Claire is an artist whose brush is her camera lens and whose palette is gardens. Her descriptions are interesting and informative, but the illustrations are so mind-boggling beguiling, it took me a while to settle to the text.

The book is especially enjoyable from an Aussie reader’s point of view as its first 15 gardens are Australian. Also the cover is of Sarah and Andrew Ryan’s Hillandale, Yetholme, a serious compliment to a thoughtful, talented gardener whose glorious garden in rural NSW holds its own on an international stage. 

An international photographer who spends half the year photographing Northern Hemisphere gardens, Claire’s job takes her to many fabulous gardens. Dreamscapes includes ones that have appealed to her most, here, in New Zealand, and in often quite remote locations in North America, Britain, Europe and Asia. 

Her descriptions are interesting and informative, but the illustrations are so mind bogglingly beguiling, it took me a while to settle to the text.

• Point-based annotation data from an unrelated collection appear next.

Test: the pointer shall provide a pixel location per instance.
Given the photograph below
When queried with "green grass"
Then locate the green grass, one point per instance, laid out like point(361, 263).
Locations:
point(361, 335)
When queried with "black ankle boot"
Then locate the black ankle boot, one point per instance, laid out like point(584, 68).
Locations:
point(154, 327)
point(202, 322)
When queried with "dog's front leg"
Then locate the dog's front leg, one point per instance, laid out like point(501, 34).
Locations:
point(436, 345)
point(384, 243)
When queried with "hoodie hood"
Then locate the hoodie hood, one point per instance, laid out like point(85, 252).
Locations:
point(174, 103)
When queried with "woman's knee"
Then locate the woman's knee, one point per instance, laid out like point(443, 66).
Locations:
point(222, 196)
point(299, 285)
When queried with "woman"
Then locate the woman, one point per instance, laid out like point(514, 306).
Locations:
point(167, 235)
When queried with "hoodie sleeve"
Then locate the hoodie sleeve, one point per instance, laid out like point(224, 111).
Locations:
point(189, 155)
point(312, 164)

Courtyards, parks and big landscaped gardens jump from the pages in an explosion of colour and light, united by the enthusiasm of their owners and the skill and artistry of their design and planting. 

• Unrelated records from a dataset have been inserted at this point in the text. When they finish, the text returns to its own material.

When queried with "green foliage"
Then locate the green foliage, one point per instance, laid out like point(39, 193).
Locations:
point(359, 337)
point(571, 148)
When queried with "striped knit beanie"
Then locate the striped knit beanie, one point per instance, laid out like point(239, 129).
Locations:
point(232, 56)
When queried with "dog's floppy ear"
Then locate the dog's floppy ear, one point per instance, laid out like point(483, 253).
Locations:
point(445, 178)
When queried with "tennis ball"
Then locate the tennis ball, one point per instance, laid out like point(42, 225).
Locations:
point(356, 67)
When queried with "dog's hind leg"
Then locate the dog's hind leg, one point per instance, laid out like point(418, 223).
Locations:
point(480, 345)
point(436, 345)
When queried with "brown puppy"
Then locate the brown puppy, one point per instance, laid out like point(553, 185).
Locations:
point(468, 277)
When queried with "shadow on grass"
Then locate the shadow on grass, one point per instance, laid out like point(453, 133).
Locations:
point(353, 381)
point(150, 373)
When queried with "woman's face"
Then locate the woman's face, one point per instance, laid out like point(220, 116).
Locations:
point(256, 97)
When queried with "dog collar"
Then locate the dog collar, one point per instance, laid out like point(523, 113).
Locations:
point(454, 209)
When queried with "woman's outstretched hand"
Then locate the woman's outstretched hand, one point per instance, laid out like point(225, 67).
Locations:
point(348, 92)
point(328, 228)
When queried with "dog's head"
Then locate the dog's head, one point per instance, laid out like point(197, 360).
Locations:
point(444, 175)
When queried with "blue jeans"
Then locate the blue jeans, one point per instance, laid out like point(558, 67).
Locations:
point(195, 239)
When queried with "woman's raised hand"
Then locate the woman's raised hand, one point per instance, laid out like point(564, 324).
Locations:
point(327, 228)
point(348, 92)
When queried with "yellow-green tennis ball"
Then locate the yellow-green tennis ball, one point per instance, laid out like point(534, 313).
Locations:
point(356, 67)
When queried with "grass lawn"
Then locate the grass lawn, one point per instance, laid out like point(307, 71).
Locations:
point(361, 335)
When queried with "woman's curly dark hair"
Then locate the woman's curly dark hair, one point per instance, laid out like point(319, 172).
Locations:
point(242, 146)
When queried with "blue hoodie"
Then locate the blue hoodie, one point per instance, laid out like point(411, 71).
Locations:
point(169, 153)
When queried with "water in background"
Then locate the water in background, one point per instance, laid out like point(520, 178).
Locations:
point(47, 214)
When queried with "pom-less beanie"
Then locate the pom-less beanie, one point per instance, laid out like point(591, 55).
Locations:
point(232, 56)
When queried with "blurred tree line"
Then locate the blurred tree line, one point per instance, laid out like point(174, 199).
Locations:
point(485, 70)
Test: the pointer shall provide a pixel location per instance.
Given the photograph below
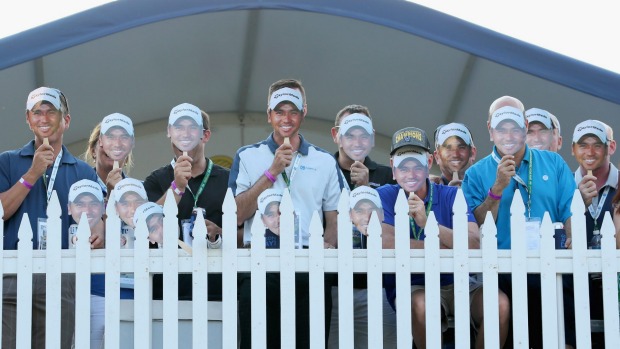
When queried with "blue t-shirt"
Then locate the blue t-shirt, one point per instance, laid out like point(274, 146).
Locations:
point(13, 165)
point(443, 200)
point(553, 187)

Clair did a degree in environmental science and worked and travelled overseas before falling in love with photography. She studied it for two years and decided gardening photography perfectly combined of her love of art and science.

The first garden she photographed was Jeremy Francis’ Cloudehill in the Dandenongs, near where she grew up, a large formal garden with informal elements designed, planted and maintained by a passionately enthusiastic gardener. 

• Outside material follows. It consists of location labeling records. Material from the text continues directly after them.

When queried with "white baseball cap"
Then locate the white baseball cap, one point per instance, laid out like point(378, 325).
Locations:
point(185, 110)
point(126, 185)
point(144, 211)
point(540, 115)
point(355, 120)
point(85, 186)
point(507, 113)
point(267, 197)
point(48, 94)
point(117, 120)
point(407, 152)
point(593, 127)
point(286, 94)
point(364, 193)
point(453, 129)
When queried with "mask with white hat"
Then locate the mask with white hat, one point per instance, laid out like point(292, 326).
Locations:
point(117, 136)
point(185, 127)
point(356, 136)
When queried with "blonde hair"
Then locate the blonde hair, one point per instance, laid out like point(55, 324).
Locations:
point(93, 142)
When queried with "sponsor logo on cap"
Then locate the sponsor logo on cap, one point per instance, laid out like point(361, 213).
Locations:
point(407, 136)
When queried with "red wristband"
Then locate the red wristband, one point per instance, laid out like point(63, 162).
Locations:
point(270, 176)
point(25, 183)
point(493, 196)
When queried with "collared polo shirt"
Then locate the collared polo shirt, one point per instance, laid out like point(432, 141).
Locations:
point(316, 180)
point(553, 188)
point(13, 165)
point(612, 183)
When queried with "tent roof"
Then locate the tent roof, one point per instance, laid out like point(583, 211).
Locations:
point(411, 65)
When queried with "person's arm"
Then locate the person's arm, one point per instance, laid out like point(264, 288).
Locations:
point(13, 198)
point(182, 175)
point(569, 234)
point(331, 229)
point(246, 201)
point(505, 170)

As with all great gardens, whatever their style, location or cost, its owner’s knowledge and love of plants and gardening are felt everywhere. This is something that Clair Takacs totally gets and it’s what draws her to a garden and gives her the connection she needs in order to photograph it.

I asked Clair by email how she acquired her gardening and design knowledge. She replied that she didn’t study it but came to it from a love of nature and wanting to work outdoors.

She learned on the go and from working with people like Gardens Illustrated magazine in UK and Noel Kingsbury. “They taught me to look closely at planting design,” she says.

This comes across strongly in her book which is full of design ideas: a large ornamental grass frames a view, repeating plants or colours gives unity, plants are placed to catch the light at the right time of day or to blur the boundary between garden and landscape.

Every shot is beautifully composed, a work of art that captures a garden’s best elements at the best moment. 

Yet at its heart Dreamscapes is down to earth. It’s one of those gardening books that makes you want to drop everything and head into the garden.

Dreamscapes: Inspiration and beauty in gardens near and far, published by Hardie Grant, 2017, RRP $70.